The two news outlets have been working on the development of Amplifica, selected in the Google News Initiative's Innovation Challenge 2021 and funded by the tech company since October of last year. In the first phase of the project, they counted on the participation of about 200 Twitter profiles and developed a panel through which they could follow the data and the publications of this community in the social network.

In April, the news outlets opened a simplified version of the panel to the public which their teams can access with the idea of making the tool more visible and inviting more people to be part of the community. The public panel gathers the most popular terms, hashtags, and tweets, as well as the most shared links, from the more than 300 Twitter profiles that have signed up for Amplifica so far.

Printscreen showing Amplifica's public panel

Amplifica's public panel (Screenshot)

Unlike social listening tools commonly used by media and companies to find out what topics are hot on social networks, Amplifica only follows people who have registered their Twitter profiles on the tool. This is because the idea is to know more deeply the people who are interested in the journalism produced by AzMina and Núcleo, and who are active in the social network. To do so, Amplifica collects data from the profiles, such as the tweets and their interactions, as well as demographic data such as gender and race of the readers.

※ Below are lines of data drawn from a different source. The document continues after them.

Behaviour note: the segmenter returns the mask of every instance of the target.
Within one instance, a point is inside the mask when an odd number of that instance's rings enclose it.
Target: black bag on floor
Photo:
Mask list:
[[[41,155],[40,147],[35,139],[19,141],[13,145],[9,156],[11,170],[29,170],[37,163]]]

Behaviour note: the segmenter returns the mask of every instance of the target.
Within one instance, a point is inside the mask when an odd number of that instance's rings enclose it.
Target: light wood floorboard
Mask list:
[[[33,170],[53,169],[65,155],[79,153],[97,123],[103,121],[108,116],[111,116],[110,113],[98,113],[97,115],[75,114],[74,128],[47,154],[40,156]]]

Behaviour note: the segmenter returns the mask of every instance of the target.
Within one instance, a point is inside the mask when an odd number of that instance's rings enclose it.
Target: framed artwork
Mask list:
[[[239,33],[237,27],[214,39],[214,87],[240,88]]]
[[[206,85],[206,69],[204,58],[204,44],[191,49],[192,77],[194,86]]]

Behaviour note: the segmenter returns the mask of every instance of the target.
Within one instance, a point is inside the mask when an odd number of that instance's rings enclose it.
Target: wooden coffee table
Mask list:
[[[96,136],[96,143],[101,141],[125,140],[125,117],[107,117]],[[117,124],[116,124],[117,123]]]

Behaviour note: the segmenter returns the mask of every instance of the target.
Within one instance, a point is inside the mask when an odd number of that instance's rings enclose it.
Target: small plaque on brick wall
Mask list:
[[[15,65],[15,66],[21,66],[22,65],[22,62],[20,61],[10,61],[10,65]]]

"In this first stage, we are understanding how data collection works. Then, we will integrate the production of feature stories and the interaction [with the public]," Verena Paranhos, responsible for the project n'AzMina, told LJR.

According to her, in addition to the production of feature stories from themes that reverberate in the Twitter community, in the second phase of Amplifica a tool will be developed that allows the news outlet and its audience to have a conversation on social media. The intention is to automate this process, by means of a bot that captures tweets with a certain hashtag and gathers them into a thread, for example. According to Paranhos and Drummond, the details of this interactive tool are still being explored by the teams of the two news outlets and are not yet finished.

To develop this next phase of Amplifica, the tool needs to have at least 500 people registered. This is the reason the two news outlets are currently inviting readers to register their profiles in the project.

"According to previous experiences of network analysis, monitoring at least 500 profiles generates an interesting volume of data to allow for testing and analysis," Drummond said. "If the monitored community were much smaller than that, the data volume would be low and the automated analyses, which are used to filter out noise from excess content spread on social media and make sense of what is being published by our readers, would have little effect.”

Also, according to Drummond, the development of the next phase of Amplifica "has already started internally, with the development of the bots and conversations with Twitter. But we depend on building up this community of at least 500 profiles to understand the behavior and interests of the people who are part of Amplifica. Then, we would have more ideas and clarity of what will work best when connecting this community.

Both AzMina and Núcleo have an open source policy, Paranhos and Drummond said, mentioning tools such as Elas no Congresso, developed by AzMina, whose code is available on GitHub. Amplifica will also be open source and may be used by other organizations, journalistic or not, to follow and interact with their audiences on Twitter.

"The goal is for it to be a tool that other news outlets could also use in the future, after we finish the development and creation of the full project," Drummond said. “The idea is that other news outlets will be able to replicate [the tool] and create their own communities, and for Amplifica to be a tool used by other news media outlets in general.”

It is expected that Amplifica's interactive section will be developed over the next few months and that the tool will be fully operational around October of this year.